Resource-based View - Criticism

Criticism

Priem and Butler (2001) raised four key points of criticism:

  • The RBV is tautological, or self-verifying. Barney has defined a competitive advantage as a value-creating strategy that is based on resources that are, among other characteristics, valuable (1991, p106). This reasoning is circular and therefore operationally invalid (Priem and Butler, 2001a, p31). For more info on the tautology, see also Collis, 1994
  • Different resource configurations can generate the same value for firms and thus would not be competitive advantage
  • The role of product markets is underdeveloped in the argument
  • The theory has limited prescriptive implications

However, Barney (2001) provided counter-arguments to these points of criticism.

Further criticisms are:

  • It is perhaps difficult (if not impossible) to find a resource which satisfies all of the Barney's VRIN criteria.
  • There is the assumption that a firm can be profitable in a highly competitive market as long as it can exploit advantageous resources, but this may not necessarily be the case. It ignores external factors concerning the industry as a whole; a firm should also consider Porter’s Industry Structure Analysis (Porter's Five Forces).
  • Long-term implications that flow from its premises: A prominent source of sustainable competitive advantages is causal ambiguity (Lippman & Rumelt, 1982, p420). While this is undeniably true, this leaves an awkward possibility: the firm is not able to manage a resource it does not know exists, even if a changing environment requires this (Lippman & Rumelt, 1982, p420).

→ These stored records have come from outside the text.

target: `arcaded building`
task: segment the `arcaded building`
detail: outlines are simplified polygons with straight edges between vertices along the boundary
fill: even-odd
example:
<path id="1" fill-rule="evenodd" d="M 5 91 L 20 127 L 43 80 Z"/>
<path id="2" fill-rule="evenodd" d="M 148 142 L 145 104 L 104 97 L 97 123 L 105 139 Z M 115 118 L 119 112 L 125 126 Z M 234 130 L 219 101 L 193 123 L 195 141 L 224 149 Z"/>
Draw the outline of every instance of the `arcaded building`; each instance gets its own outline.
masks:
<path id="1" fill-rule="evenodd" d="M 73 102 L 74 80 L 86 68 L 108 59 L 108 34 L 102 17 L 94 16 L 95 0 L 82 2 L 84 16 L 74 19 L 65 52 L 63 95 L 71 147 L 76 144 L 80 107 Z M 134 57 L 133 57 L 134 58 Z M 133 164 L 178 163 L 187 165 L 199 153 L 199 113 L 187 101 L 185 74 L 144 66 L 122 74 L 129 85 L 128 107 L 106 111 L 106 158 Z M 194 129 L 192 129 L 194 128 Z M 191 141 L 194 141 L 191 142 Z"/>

Through such an external change, the initial sustainable competitive advantage could be nullified or even transformed into a weakness (Priem and Butler, 2001a, p33; Peteraf, 1993, p187; Rumelt, 1984, p566).
  • Premise of efficient markets: Much research hinges on the premise that markets in general or factor markets are efficient, and that firms are capable of precisely pricing in the exact future value of any value-creating strategy that could flow from the resource (Barney, 1986a, p1232). Dierickx and Cool argue that purchasable assets cannot be sources of sustained competitive advantage, just because they can be purchased. Either the price of the resource will increase to the point that it equals the future above-average return, or other competitors will purchase the resource as well and use it in a value-increasing strategy that diminishes rents to zero (Peteraf, 1993, p185; Conner, 1991, p137).
  • The concept of rarity is obsolete: Although prominently present in Wernerfelt’s original articulation of the resource-based view (1984) and Barney’s subsequent framework (1991), the concept that resources need to be rare to be able to function as a possible source of a sustained competitive advantage is unnecessary (Hoopes, Madsen and Walker, 2003, p890). Because of the implications of the other concepts (e.g. valuable, inimitable and nonsubstitutability) any resource that follows from the previous characteristics is inherently rare.
  • Sustainable: The lack of an exact definition of sustainability makes its premise difficult to test empirically. Barney’s statement (: p102-103) that the competitive advantage is sustained if current and future rivals have ceased their imitative efforts is versatile from the point of view of developing a theoretical framework, but is a disadvantage from a more practical point of view, as there is no explicit end-goal.

The relational view is an extension of the resource-based view for considering networks and dyads of firms as the unit of analysis to explain relational rents, i.e., superior individual firm performance generated within that network/dyad.